Much of the natural world goes on without us knowing, or at least noticing. Our senses function as a hierarchal pyramid. We focus on the world in front of our eyes in company with the sounds and feelings that keep us safe and moving through our days. Especially now in the digital, screen dominant fad of eyes and hands. Feelings are with us too. It’s cold, it’s hot, a sweater, an extra blanket, a hot bath and a cold shower. Touch, texture, pain and pleasure. Feelings are also emotional. Laughter, happiness, hopes, fears and anger.
Lagging behind the hierarchal pyramid of senses is often the sounds of life, or so we might think. A selfie, the constant self awareness these days, we know how we look, good or bad. How many times a day do we look in the mirror just to check? We analyse the image of ourselves to ensure a future correction or confirm a present persona. Yet the sound of our own voice played back to us is a completely foreign experience. “Do I really sound like that?, we ask.

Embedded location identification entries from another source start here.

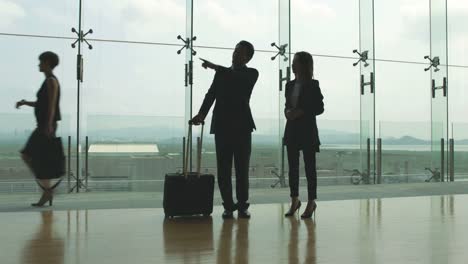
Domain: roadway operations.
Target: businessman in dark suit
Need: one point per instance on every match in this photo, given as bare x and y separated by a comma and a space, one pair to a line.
232, 124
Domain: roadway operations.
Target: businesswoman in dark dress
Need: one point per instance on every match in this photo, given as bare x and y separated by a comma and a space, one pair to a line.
304, 101
47, 113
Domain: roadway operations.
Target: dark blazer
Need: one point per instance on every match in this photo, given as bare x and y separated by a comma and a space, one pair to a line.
231, 89
303, 131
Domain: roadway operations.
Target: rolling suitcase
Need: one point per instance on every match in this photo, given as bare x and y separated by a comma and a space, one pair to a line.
189, 193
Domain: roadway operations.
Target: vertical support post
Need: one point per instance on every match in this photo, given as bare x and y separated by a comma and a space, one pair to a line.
86, 163
452, 160
283, 176
368, 161
183, 153
379, 160
69, 164
442, 159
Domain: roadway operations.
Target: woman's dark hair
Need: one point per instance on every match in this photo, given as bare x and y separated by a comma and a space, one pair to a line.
248, 47
50, 58
307, 63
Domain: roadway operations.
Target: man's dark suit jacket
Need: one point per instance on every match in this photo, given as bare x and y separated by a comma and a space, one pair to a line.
232, 90
303, 132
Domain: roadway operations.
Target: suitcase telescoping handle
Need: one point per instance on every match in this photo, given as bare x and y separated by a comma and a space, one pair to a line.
199, 149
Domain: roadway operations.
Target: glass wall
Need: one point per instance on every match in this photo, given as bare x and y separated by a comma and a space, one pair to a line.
133, 99
26, 30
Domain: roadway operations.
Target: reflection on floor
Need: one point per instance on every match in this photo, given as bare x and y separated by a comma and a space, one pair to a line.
431, 229
19, 202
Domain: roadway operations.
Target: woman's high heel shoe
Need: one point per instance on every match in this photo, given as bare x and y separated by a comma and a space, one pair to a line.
307, 213
293, 210
46, 197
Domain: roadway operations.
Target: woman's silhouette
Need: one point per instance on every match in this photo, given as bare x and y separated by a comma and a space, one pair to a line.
304, 101
47, 113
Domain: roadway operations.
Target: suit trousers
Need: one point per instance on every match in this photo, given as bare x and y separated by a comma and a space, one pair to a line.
235, 147
310, 170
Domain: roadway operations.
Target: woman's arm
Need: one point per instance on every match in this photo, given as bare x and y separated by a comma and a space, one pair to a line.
52, 93
24, 102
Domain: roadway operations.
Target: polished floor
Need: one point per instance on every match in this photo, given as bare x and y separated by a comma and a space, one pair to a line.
432, 229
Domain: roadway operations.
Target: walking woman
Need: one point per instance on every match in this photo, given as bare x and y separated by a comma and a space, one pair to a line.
38, 150
304, 101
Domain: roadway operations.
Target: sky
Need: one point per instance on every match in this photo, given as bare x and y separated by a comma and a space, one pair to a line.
147, 80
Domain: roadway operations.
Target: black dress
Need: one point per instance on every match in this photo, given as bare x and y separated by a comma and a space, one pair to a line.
38, 143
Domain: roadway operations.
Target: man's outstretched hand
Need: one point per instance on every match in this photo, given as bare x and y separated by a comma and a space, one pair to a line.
208, 64
198, 119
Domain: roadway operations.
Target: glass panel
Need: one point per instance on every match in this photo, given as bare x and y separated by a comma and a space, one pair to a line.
404, 28
23, 82
135, 20
316, 24
286, 75
367, 142
439, 111
460, 135
135, 133
404, 129
406, 152
47, 17
459, 128
457, 33
223, 23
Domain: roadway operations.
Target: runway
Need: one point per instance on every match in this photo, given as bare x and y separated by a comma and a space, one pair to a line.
430, 229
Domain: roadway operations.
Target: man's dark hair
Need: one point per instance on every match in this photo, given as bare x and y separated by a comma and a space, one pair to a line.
248, 47
49, 57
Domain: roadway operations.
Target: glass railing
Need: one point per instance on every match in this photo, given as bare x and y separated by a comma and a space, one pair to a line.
460, 158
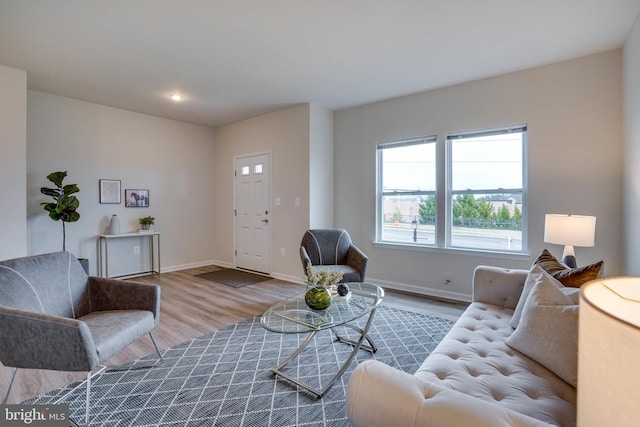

Sound creates great joy and irritations. Like our sense of smell it cannot be seen. Both are peripheral indicators of any given moment. Still, like all of our senses they generate an immediate reaction, warning, calming and confirming. Is the movie scary or is the music scary? Hide your eyes or cover your ears?
Close your eyes, lay down in the woods and feel the forest. You hear this said by naturalists or therapists as a way for us to find our emotional centre. Calming down in an anxious world. It’s harder and easier to do than we might think. What senses do we use that allow us to let go of ourselves and feel the unseen world around us?
Within the sound of The Band are all our senses and feelings.
Garth Hudson was that sound in the musical world of Americana, created by 4 Canadian boys and a fella from Arkansas. The Band, as they named themselves, perhaps somewhat tongue in cheek at first, yet in the end convincingly so. In the hundred years of music, since the dawn of the electronic age, this rag-tag collection of southern Ontario boys somehow wove themselves into the fabric and fusion of music. Soul, gospel, folk, bluegrass, rock-a-billy and blues. The shyness of their eyes belies the exuberance of their sound. Within the sound of The Band are all our senses and feelings. One knows how great a work of art is because every artist wants to emulate it. So was and is, The Band. Music, more than many things, is best when it speaks for itself. So go, and listen, like one might do while laying in the woods and listening to the forest.
What are those sounds, in the proverbial forest for the trees? Yes, first you will hear the voices, the birds singing, Levon, Rick and Richard. Then you will hear the woodpeckers and the animals carrying on with their day in melody and rhythm, Robbie’s percussive guitar, Richard’s soulful piano, Levon’s prescient beat and Rick’s plucking and spacious bass. Then as you really relax and let your most immediate senses fade into the background you hear the sound of the trees in the wind. Trees in the wind, that unseeable sound of nature, is Garth Hudson. The subtle, shimmering organ that would leap suddenly to a thunderous crescendo. A mystical waterfall of keys and reeds flowing in and out of time. The whistling saxophones of the wind through a window.
Some say that a modern Canada was born at Expo 67. Although a certain greatness has always inhabited this land, that greatness was in many ways unknown to us, as Canadians. Since then the faculties and functions of our Canadian industries and institutions means now, there is more of our own greatness known to us, than we can mention and often remember.
In the ho-hum of a summer day in Orillia, on the windy shores of Lake Couchiching one easily overlooks the boyhood spirit of Gordon Lightfoot humming past the Opera House. Lightfoot a Dylan sized presence in the lexicon of song, born just up the road. How wondrous. A Graceland of the Canadian Shield.
Garth Hudson has died at 87, he was the last living member of The Band. Born and raised not far from the southern Ontario childhood homes of his fellow Band members. Hudson, a young musical prodigy of sorts was raised on the Anglican hymn book in the southwestern Ontario tradition. A dynamic and sweeping gospel sound that married so well with his well travelled Canadian band mates and their initial southern American benefactor, The Hawk. Along with Levon Helm a marriage was made between a Canadian kindness and a delta soul. All disciples of Little Richard and the pluralist pulse of the cotton fields. Free at last.
The vast greatness of this Canadian land and the Canadian people is undeniable now. The evidence unparalleled. To be so distracted by the garish nonsense of the moment only purports an intentional willingness to ignore the obvious. The clattering sounds of society and its talentless attention seekers. The fumes, potholes, billboards, and insurrectionists. The gawky ballet of fascists salutes. The willful manipulations that suggests the clouds do not sail past the skyscrapers. That the rivers do not flow past the highways. That the birds do not sing in the screaming. That the trees do not breathe deeply in the wind. Quietly at first, in the background, yet essential in the majesty of creation. A great shadow pointing always to the sun behind us.
It is essential that we find balance between our very real fears and the beauty of our creations. These songs and stories are the gifts that will be the source of our resilience.
Dream easy Garth Hudson. The sound of your music will always make up the memory and moments of our lives.